Avant de présenter le déroulement de l’observation participante et de restituer ses résultats (voir Chapitre 6), il semble pertinent de présenter plus en détail dans une perspective juridique des notions déjà évoquées dans ce travail telles que le critère de subordination juridique ou celui de dépendance économique. Le chapitre suivant (Chapitre 5) répond à ce souci. Si le cadre théorique de ce travail se veut large et concerne les économies occidentales dans leur ensemble, dès à présent en raison principalement de la spécificité des juridictions nationales et de celle des marchés du travail nationaux, je vais centrer mon propos sur le contexte suisse. Dans cet exercice je recourrai au champ du droit du travail et à celui des assurances sociales.

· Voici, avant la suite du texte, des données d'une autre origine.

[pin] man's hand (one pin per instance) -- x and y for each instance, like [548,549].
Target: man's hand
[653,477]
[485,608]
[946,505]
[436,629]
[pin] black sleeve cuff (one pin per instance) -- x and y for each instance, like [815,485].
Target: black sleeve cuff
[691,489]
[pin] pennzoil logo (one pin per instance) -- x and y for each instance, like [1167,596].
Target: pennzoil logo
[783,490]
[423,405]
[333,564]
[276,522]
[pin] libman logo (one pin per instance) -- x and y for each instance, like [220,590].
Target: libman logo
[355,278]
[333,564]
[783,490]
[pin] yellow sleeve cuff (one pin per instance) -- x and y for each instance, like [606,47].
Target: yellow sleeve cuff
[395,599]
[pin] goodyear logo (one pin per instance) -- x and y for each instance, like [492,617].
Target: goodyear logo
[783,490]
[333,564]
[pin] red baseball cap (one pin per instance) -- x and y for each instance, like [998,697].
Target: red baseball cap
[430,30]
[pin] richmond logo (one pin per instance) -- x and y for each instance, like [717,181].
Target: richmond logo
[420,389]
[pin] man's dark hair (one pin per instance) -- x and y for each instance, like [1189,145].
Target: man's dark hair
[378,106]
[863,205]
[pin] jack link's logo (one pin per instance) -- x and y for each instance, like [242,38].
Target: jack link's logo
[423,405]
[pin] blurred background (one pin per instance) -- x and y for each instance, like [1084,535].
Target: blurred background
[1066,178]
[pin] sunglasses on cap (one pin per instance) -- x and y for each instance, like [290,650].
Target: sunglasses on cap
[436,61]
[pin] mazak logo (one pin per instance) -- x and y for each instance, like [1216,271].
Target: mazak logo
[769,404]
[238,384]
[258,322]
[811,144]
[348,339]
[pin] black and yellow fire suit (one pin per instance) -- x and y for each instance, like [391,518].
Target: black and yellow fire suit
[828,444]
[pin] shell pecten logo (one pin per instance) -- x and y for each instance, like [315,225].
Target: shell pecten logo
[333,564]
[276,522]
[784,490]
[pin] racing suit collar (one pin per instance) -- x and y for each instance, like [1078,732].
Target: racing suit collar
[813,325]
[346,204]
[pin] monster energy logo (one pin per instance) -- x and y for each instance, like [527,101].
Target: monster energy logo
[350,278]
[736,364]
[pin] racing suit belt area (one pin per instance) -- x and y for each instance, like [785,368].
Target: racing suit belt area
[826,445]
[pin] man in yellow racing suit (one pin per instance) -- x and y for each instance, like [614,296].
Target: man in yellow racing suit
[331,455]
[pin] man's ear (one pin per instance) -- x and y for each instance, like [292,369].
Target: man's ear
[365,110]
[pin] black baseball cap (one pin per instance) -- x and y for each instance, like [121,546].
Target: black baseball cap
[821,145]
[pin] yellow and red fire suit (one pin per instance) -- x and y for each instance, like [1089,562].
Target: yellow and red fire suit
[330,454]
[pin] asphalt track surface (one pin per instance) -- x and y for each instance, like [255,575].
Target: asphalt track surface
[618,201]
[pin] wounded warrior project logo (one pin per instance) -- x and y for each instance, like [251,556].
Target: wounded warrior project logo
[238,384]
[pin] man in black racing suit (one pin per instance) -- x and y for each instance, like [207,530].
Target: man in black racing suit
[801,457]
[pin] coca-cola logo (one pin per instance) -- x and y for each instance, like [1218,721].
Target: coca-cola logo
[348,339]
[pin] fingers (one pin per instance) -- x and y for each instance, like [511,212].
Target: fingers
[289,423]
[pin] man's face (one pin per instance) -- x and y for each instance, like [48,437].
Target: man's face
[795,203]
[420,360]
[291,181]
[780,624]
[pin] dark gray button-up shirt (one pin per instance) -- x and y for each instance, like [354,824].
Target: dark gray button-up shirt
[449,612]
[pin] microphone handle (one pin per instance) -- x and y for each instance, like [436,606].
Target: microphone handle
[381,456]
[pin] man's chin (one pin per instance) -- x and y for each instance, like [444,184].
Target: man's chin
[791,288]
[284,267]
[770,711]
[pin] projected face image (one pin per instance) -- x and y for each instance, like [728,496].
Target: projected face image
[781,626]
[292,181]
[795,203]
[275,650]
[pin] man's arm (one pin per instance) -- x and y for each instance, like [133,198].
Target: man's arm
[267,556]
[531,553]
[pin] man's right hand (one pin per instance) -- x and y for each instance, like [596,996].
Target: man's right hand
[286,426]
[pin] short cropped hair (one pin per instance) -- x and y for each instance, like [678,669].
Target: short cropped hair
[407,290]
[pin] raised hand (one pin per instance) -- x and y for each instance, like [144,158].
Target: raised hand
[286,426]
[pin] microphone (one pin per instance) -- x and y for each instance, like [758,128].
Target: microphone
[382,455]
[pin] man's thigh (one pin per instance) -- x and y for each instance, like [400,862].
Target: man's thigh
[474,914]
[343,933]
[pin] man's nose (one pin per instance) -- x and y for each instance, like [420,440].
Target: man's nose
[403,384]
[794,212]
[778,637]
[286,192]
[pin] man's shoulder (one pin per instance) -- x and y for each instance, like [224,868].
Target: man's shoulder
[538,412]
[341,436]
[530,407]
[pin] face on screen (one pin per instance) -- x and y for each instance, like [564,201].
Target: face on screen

Mis bout à bout, les trois constats présentés dans cette section renforcent selon moi la pertinence de recourir à l’usage de l’expression d’évitement du droit social et de s‘interroger si un tel dédouanement de leurs responsabilités sociales, en raison d’intérêts leur étant propres, ne relève pas de la stratégie consciente de la part des plateformes. Cette thèse met à mal le caractère prétendument disruptif du travail 2.0 et situe le développement du travail de plateforme dans la continuité des tendances en matière d’emploi affectant le marché du travail des économies occidentales depuis les années septante.